Another leap forward for conservation in the area occurred in 2014, with the management of Maputo Special Reserve and Tembe Elephant Park being brought under a joint management strategy. Then, in 2018, a similar connection was made with the Ponta do Ouro Partial Marine Reserve. This link was strengthened in 2021, when Maputo Special Reserve and Ponta do Ouro Partial Marine Reserve were officially fused as the new Maputo National Park.
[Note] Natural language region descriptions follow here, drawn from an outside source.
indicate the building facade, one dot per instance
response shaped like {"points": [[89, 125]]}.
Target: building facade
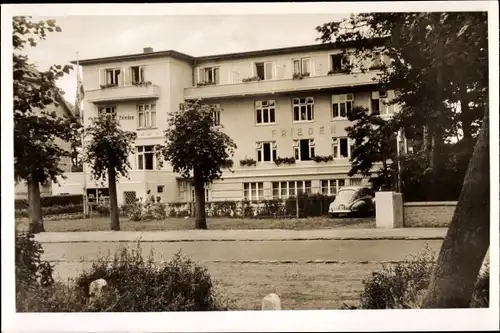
{"points": [[275, 104]]}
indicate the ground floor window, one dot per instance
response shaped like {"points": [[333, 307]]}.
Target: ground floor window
{"points": [[290, 188], [129, 197], [253, 191], [331, 186]]}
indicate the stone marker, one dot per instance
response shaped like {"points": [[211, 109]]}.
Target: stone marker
{"points": [[271, 302], [96, 288]]}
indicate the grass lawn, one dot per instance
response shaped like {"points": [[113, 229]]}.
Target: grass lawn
{"points": [[103, 223], [299, 286]]}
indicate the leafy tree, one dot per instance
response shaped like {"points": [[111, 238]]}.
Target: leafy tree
{"points": [[374, 142], [198, 150], [36, 124], [107, 153], [429, 52]]}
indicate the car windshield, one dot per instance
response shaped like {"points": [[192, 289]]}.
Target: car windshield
{"points": [[345, 195]]}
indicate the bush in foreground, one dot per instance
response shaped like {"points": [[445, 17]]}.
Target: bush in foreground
{"points": [[135, 284], [403, 285]]}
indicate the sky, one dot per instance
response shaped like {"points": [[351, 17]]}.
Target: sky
{"points": [[196, 35]]}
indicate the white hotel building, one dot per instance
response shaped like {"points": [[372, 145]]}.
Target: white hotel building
{"points": [[278, 115]]}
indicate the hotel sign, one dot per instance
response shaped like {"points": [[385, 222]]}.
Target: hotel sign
{"points": [[299, 132]]}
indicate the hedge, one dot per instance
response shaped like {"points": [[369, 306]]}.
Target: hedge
{"points": [[53, 200], [52, 210]]}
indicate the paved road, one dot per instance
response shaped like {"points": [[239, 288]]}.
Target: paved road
{"points": [[68, 256]]}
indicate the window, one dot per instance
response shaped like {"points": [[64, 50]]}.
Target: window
{"points": [[303, 149], [113, 76], [264, 70], [301, 66], [266, 151], [331, 186], [137, 74], [355, 181], [342, 105], [216, 114], [209, 75], [145, 157], [108, 111], [253, 191], [290, 188], [377, 60], [379, 103], [265, 111], [303, 109], [341, 148], [146, 115], [339, 62]]}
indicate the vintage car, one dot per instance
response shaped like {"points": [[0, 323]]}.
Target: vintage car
{"points": [[353, 201]]}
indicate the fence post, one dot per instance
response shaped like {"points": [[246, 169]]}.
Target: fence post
{"points": [[297, 204]]}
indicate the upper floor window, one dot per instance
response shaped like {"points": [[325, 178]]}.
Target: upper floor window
{"points": [[341, 148], [301, 66], [266, 151], [379, 103], [303, 109], [377, 60], [264, 70], [137, 74], [342, 105], [146, 115], [253, 191], [265, 112], [209, 75], [146, 157], [303, 149], [113, 76], [339, 62], [331, 186], [107, 110]]}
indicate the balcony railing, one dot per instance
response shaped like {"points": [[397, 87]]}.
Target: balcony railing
{"points": [[280, 86], [122, 93]]}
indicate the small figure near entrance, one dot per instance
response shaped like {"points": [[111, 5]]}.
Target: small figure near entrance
{"points": [[150, 199]]}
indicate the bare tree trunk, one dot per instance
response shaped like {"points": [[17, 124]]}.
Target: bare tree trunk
{"points": [[113, 200], [467, 240], [199, 193], [35, 206]]}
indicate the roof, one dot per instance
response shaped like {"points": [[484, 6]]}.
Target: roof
{"points": [[237, 55]]}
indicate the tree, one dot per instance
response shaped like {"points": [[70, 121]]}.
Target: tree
{"points": [[197, 149], [429, 52], [36, 124], [374, 142], [107, 153]]}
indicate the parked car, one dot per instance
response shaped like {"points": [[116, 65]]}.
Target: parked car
{"points": [[353, 201]]}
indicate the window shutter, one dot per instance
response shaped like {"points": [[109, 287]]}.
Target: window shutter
{"points": [[280, 72], [102, 80], [126, 76], [200, 75], [269, 70]]}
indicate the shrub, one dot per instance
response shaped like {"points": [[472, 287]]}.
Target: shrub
{"points": [[53, 200], [32, 273], [137, 284], [403, 285]]}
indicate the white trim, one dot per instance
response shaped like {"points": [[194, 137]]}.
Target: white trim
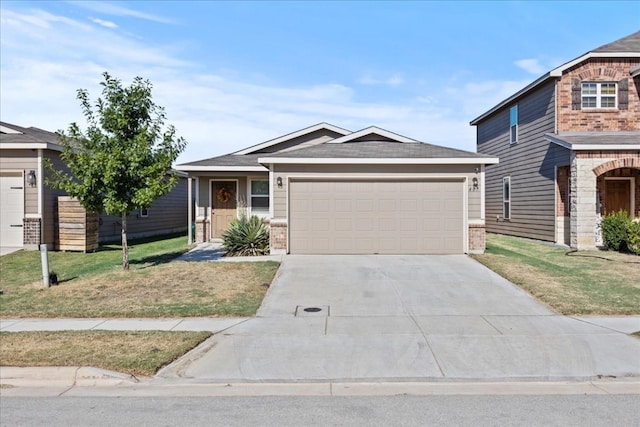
{"points": [[379, 161], [293, 135], [249, 195], [30, 146], [632, 189], [557, 72], [372, 130], [8, 130], [221, 168], [463, 178]]}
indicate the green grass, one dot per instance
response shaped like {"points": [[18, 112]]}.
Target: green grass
{"points": [[140, 353], [24, 267], [94, 285], [585, 282]]}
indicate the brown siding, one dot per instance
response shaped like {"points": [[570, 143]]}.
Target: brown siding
{"points": [[530, 163], [599, 70]]}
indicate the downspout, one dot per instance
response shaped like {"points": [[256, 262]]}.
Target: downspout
{"points": [[41, 194]]}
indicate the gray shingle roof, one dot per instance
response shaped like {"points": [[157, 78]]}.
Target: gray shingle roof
{"points": [[585, 139], [376, 150], [28, 136], [630, 43]]}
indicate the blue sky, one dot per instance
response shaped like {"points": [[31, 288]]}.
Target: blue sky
{"points": [[234, 74]]}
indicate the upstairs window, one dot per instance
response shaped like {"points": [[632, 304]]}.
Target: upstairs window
{"points": [[513, 124], [260, 197], [599, 95]]}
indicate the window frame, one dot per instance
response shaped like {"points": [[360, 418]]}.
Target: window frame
{"points": [[264, 214], [513, 124], [506, 198], [598, 95]]}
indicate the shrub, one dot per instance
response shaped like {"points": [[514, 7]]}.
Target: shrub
{"points": [[614, 230], [246, 237], [633, 236]]}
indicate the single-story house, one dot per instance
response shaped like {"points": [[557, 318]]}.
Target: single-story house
{"points": [[28, 207], [327, 190]]}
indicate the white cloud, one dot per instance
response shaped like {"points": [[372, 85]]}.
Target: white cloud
{"points": [[117, 10], [394, 80], [106, 24], [532, 66]]}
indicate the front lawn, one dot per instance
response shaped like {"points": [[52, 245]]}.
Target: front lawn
{"points": [[584, 282], [94, 285], [140, 353]]}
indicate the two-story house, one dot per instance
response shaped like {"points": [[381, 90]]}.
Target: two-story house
{"points": [[569, 148]]}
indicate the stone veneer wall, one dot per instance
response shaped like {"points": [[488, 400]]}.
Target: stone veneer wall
{"points": [[477, 238], [584, 212], [31, 232]]}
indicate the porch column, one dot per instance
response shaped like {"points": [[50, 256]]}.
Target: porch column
{"points": [[583, 203]]}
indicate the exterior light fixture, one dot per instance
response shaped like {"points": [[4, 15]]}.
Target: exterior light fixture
{"points": [[31, 178]]}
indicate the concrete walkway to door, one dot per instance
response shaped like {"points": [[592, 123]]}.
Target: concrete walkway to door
{"points": [[404, 318]]}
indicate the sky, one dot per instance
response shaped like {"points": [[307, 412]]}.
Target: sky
{"points": [[231, 74]]}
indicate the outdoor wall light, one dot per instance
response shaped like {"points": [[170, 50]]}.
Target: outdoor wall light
{"points": [[31, 178]]}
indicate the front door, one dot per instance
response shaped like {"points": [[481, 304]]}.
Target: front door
{"points": [[223, 206], [617, 195]]}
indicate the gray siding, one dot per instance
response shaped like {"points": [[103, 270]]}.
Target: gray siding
{"points": [[168, 214], [530, 163]]}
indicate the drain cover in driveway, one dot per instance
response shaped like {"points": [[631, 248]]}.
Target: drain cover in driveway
{"points": [[315, 310]]}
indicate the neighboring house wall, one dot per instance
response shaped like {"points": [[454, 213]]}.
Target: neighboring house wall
{"points": [[573, 118], [530, 163]]}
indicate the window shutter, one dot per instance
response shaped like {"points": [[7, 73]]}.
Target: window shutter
{"points": [[623, 94], [576, 94]]}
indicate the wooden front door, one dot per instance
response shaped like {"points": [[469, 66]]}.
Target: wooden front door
{"points": [[617, 195], [223, 206]]}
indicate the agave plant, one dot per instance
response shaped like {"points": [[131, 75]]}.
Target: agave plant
{"points": [[246, 237]]}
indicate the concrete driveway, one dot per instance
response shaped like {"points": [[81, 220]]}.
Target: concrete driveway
{"points": [[403, 318]]}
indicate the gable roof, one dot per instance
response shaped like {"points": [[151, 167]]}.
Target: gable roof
{"points": [[18, 137], [626, 47], [293, 135], [377, 152]]}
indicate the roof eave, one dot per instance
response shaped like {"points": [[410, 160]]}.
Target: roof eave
{"points": [[378, 161], [194, 168]]}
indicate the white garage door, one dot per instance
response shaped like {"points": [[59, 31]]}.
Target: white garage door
{"points": [[376, 217], [11, 209]]}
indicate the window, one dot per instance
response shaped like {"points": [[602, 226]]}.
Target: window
{"points": [[599, 95], [506, 197], [513, 124], [259, 197]]}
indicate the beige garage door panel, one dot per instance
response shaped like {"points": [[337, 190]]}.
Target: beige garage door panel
{"points": [[364, 217]]}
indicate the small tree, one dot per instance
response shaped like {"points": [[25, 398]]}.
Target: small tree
{"points": [[122, 161]]}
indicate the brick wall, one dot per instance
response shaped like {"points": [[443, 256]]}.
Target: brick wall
{"points": [[476, 238], [599, 70], [278, 236], [31, 232]]}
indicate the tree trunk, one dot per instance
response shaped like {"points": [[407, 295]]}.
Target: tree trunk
{"points": [[125, 248]]}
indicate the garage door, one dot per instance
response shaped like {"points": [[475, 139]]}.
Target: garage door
{"points": [[11, 209], [381, 217]]}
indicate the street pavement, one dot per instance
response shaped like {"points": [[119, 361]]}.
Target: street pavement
{"points": [[384, 319]]}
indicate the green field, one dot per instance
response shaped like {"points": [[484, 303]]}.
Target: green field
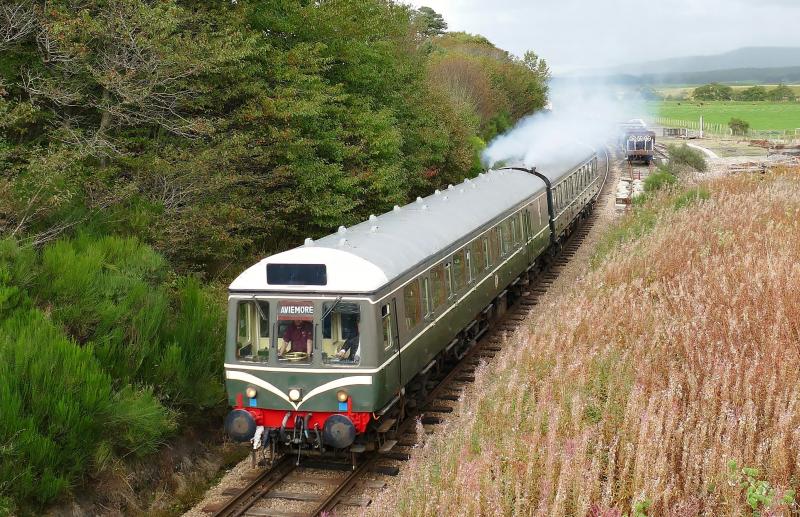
{"points": [[687, 89], [760, 115]]}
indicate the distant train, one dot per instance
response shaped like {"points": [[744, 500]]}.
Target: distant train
{"points": [[328, 343], [637, 142]]}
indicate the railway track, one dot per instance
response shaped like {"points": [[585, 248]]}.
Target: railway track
{"points": [[343, 484]]}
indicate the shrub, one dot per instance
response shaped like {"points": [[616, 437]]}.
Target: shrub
{"points": [[739, 126], [61, 416], [685, 155], [116, 293]]}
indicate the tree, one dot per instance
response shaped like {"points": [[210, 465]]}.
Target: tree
{"points": [[754, 93], [713, 92], [536, 65], [739, 126], [781, 93], [429, 23]]}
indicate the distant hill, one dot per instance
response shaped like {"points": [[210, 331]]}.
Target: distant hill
{"points": [[743, 58], [752, 65]]}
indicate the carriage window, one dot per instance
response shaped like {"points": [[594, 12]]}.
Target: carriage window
{"points": [[514, 230], [448, 273], [497, 242], [295, 332], [477, 259], [459, 270], [413, 304], [342, 347], [252, 341], [508, 235], [539, 212], [439, 292], [386, 323], [426, 296]]}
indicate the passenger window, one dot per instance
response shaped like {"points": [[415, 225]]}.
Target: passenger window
{"points": [[508, 236], [448, 271], [459, 271], [439, 288], [412, 303], [252, 340], [386, 323], [344, 346], [514, 231], [496, 238], [426, 296]]}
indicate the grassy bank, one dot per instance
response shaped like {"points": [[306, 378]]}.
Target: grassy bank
{"points": [[761, 115], [668, 385]]}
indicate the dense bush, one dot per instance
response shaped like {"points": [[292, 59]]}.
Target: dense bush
{"points": [[63, 416], [683, 155], [739, 126]]}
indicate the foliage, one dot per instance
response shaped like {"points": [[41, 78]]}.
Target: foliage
{"points": [[680, 155], [63, 416], [596, 396], [761, 115], [738, 126], [758, 492], [713, 92], [429, 22], [781, 93]]}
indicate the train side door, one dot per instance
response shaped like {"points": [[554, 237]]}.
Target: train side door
{"points": [[391, 344]]}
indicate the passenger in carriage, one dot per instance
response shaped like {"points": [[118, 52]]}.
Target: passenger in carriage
{"points": [[352, 346], [297, 338]]}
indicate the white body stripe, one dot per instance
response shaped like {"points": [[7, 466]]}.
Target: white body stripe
{"points": [[360, 380]]}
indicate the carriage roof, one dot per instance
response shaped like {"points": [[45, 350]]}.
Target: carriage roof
{"points": [[371, 254]]}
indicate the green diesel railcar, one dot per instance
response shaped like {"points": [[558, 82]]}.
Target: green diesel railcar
{"points": [[327, 339]]}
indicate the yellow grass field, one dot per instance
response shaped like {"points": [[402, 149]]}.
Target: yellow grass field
{"points": [[669, 385]]}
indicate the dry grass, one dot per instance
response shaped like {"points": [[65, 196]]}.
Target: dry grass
{"points": [[677, 354]]}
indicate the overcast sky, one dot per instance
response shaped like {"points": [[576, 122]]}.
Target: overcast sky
{"points": [[576, 34]]}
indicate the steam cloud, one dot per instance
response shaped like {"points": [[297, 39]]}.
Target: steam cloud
{"points": [[582, 114]]}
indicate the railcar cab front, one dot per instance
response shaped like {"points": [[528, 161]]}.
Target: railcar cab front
{"points": [[302, 360]]}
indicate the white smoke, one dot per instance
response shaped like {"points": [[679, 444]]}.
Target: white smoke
{"points": [[584, 113]]}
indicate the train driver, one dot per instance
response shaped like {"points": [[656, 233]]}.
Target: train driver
{"points": [[352, 346], [296, 338]]}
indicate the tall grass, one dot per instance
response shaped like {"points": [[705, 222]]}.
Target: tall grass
{"points": [[676, 358]]}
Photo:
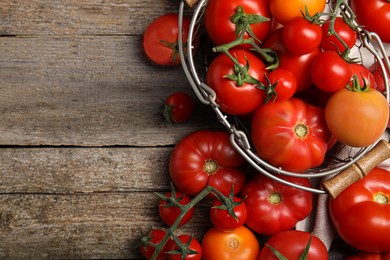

Map credit: Peace Parks Foundation
There are multiple strands to the involvement in Maputo National Park of Peace Parks Foundation, whose goals include ecological protection and restoration, as well as the uplifting of human communities. One of those strands is infrastructural development, and the organization has led the construction and upgrading of entrance gates, park offices, surveillance towers, staff accommodation, a field ranger base, a research and training centre, and other facilities. Another strand is the translocation of wildlife, to reverse the steep population declines that had resulted from poaching and other causes.
Bringing back wildlife
Since 2010, working in partnership with Mozambique’s National Administration for Conservation Areas, Peace Parks Foundation has overseen the reintroduction to Maputo National Park of over 5000 individual animals from sixteen species of mammal, including kudu, impala, eland, giraffe, buffalo, wildebeest, and zebra. Aerial surveying indicates that herbivore populations in the park have tripled since reintroductions began.
With herbivores now thriving once more, attention is turning to predators, and one of the most recent reintroduction initiatives has seen a clan of spotted hyenas translocated from Sabie Game Park, augmenting the small remnant population in Maputo National Park.
Photo credit: Peace Parks Foundation
The rapid return of vibrancy to this war-ravaged area demonstrates the remarkable benefits that rewilding can foster. And while rewilders face varied challenges in different parts of the world, the message of hope coming from Maputo National Park is one that is universal.
Wider impact
Since its foundation in 1997, Peace Parks Foundation has played a key role in developing the forward-thinking methodology of transfrontier conservation areas across southern Africa.
Today, southern Africa’s transfrontier conservation areas cover over a million square kilometres of land, rivalling the combined area of France and Spain.
The achievements have resulted from the political will of the region’s leaders, the dedication of both individuals and bodies in government and the private sector, and the continuing support of financial donors across the world.